The South has traditionally been cheaper than the Northeast and the West Coast due to the South being a mostly agricultural region of the country. Texas has something that PA doesn't really have: a massive glut of land. Half of the land is arable while the other half is mostly desert. If Houston, Dallas, or San Antonio wanted to build more mid and high rises the same way as cities in the East Coast and in the Midwest have done, they could've done so.

But land is so cheap and plentiful down in TX and much of the South, that it makes more sense to build a lot of single family homes down there cheaply and at a small profit as opposed to building single family homes in the cities and suburbs of NYC, Boston, Chicago, Detroit, and Philly, where land has already been developed and there's already stringent zoning and codes for development. I'd love to know where you get the figures stating that there's higher quality of life and living in Miami/South Florida outside of South Beach/Downtown, Atlanta, and Dallas as opposed to Philly.



Quote:
Originally Posted by City Wide View Post
I just have a very difficult time imagining someone deciding to move to one of those 4 southern cities you mentioned largely based on housing costs, even if they are all cheaper than Philly. People largely follow jobs and family to other areas of the country, not housing costs.
Dude, where have you been? Have you been hiding under a rock or have you been abducted by extraterrestrials from outer space or something? According to the latest census estimates, the Midwest has suffered the most with low population growth, followed closely by the Northeast. With the exception of DC and Boston, there's negative growth in NY, VT and CT, stagnant growth in NJ and PA, and even reduced growth in MD and VA.

Ditto for IL, as the population growth there over there has declined over there due to not just the quality of life, but also in the case of Chicago, violence, subpar schools, high sales taxes, other associated taxes, and corruption. MI and OH are still stagnant, with small growth pockets in Grand Rapids and Columbus while Detroit and Cleveland continues to decline.

The number one reason why people leave the Midwest and the East Coast for places like Atlanta, Miami, Orlando, Tampa, Houston, and Dallas and nowadays, even cities like Jacksonville, Nashville, Charlotte, San Antonio, Fort Worth, and Raleigh is because of not just lower costs, but the jobs are there in those cities, whether you want to believe it or not.
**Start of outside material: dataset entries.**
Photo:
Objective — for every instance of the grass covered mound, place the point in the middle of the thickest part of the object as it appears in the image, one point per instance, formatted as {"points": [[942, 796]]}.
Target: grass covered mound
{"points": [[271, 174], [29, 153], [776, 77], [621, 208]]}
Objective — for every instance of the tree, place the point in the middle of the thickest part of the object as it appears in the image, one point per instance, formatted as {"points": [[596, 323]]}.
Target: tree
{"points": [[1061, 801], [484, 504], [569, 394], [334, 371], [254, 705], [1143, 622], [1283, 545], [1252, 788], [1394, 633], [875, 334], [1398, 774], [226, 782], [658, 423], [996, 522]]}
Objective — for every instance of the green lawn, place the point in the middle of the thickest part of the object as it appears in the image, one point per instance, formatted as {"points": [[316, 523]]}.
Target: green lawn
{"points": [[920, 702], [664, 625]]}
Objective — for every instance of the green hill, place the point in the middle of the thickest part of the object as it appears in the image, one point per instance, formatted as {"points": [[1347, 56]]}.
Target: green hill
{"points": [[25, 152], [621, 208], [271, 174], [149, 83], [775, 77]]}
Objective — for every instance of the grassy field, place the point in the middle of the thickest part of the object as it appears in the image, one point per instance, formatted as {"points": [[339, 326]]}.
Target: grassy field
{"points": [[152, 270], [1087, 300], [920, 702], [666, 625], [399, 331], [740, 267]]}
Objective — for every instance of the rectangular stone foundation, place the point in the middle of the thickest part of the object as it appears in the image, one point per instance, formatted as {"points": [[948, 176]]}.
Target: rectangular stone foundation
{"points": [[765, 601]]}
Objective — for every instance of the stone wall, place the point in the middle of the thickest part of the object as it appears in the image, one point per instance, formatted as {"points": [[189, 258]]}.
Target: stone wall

There's a reason why GSK went to Raleigh, Nissan set up it's American HQ in Nashville, Toyota moved it's American HQ from CA to TX, Mack trucks moved from Allentown to Greensboro and Sunoco went to Dallas and it's not just the good old Southern food and the BBQ.

It just so happens the the lower taxes are attracting companies from the Midwest and the East Coast whether you like it or not. Personally I would've loved to have seen Mack still based in Allentown and Sunoco deserved to be in Philadelphia over Dallas, but when you have high business taxes in Philly and PA, and these companies want to make more profit, competition and productivity are the only things big business think about and if the jurisdictions cannot lower business taxes and enforce a healthier business climate, companies see no need to stay, and they have every right to move out of the places they're located if they're not profitable nor productive even if the company was based over here for a long time for over 100+ years as in the case of Sunoco.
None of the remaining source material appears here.